In all my early reading about Fuller, there were most definitely sections about women. But I did not come to realize this until my fourteenth year. This is because portions of his biographies were entirely redacted, crossed out by Nana with a thin black Magic Marker and one of her T squares for drafting. Thus, there were many times over the years when I came upon a paragraph that was stricken from the record. No identifiable words. Not even a participle. Most of these sections seemed to occur in his young adult years.
His childhood was blackout-free, right up to the teens. Then, at some point near the end of his prep schooling, I always reached a dead end, and my eyes were forced to skate over the black ice of redaction. The sentences were perfectly blocked out. Like so: As you can see, thick flawless lines of black. No stray dots above the i’s. No hovering umlauts. Nothing.
It wasn’t until I was fourteen that I realized I could read the text under this marker just by holding the pages up to the brightest midday sunlight. Up to this point, I had suspected that Nana was simply removing the out-of-date information from the books. That assumption disappeared when the first rays of sun permeated her editorial smoke screen. The first sentence I read was the one above. It read: “Always searching for a party and a good time, Fuller also spent a great deal of his time in
brothels.”
I had to spend a large amount of time with a dictionary before I was able to grasp the significance of this detail. And when I understood it, on a surface level, it shed considerable light on other chapters that had also felt the wrath of Nana’s darkening pen. On top of whole paragraphs, there were also images completely encased in a wall of black ink. Now imagine, if you can, the depth of alarm when I held the pages of an anatomy textbook up on a sunny afternoon and saw this:
It took me days to recover.
But the fact is that I was already in possession of some facts about puberty and human development. I knew, for example, that the larynx enlarged during puberty and the voice got deeper. I knew that the shoulders broadened. I knew that hair sprouted in the under-arms, and that the sebaceous glands produced sebum, which could cause acne. Finally, I was familiar with the fact that girls were likely to become especially stimulating to boys at this age.

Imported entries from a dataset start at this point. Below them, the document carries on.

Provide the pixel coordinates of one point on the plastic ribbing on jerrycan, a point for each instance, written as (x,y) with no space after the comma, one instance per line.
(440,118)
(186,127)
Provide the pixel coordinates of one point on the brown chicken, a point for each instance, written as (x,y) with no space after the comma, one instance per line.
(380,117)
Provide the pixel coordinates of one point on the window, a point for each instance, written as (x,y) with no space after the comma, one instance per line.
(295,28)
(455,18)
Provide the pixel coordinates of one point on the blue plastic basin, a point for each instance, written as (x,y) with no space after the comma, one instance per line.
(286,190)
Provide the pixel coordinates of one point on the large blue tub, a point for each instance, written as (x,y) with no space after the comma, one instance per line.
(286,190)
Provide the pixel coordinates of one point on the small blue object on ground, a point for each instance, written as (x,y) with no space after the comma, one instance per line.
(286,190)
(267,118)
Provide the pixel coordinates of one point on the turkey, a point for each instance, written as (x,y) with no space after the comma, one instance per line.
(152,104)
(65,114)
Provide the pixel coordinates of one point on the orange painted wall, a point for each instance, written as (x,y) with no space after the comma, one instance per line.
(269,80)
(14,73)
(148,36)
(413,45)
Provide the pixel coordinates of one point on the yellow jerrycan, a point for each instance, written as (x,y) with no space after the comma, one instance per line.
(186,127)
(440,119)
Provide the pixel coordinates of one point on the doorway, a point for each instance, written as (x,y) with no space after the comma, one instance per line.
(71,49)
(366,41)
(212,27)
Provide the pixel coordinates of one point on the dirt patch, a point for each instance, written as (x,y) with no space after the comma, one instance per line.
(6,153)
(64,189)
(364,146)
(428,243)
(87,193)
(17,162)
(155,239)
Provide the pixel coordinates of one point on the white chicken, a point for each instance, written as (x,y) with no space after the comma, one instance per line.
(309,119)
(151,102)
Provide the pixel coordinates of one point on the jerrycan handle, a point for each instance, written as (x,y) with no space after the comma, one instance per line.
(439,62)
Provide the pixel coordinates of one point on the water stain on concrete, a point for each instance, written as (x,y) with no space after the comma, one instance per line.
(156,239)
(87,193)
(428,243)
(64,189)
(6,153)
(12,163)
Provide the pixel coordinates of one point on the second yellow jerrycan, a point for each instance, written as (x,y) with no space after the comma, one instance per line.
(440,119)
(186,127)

Some of these things had happened to me, in a limited capacity. My voice, I found, occasionally switched timbre mid-word as if I’d suddenly swallowed a pebble and it had lodged in my throat. I had grown the intermittent blemish on my chin or near my hairline, but it always went away. And, I had noticed the cultivation of hair in surprising places. That being said, I had never been truly inconvenienced by the process of development until the night after my visit to the Whitcombs.
I had found out Jared’s secret, a disclosure that left me with countless questions. And Nana had succumbed to one of her states of indeterminate wonder. I didn’t know what to do about either of these matters. Yet I found my mind dominated by a single portrait of Meredith Whitcomb, her incisors so sharp, so white, tearing into a Gedney “Baby Dill” pickle. I had never been a tremendous fan of pickles, but the satisfaction of that crunching noise, combined with the way her eyes (that puzzling gray-blue) were squinting almost imperceptibly at the exact moment of the chomp, did something to me that I had not fully acknowledged at the time. That night, I couldn’t seem to forget it. And not only did I see her face in my fleeting dreams, but I heard that crisp crrrrr-unch, played at high volume throughout. It was the sound track to my unconscious. Crrr-runch! ’runch ’runch ’runch!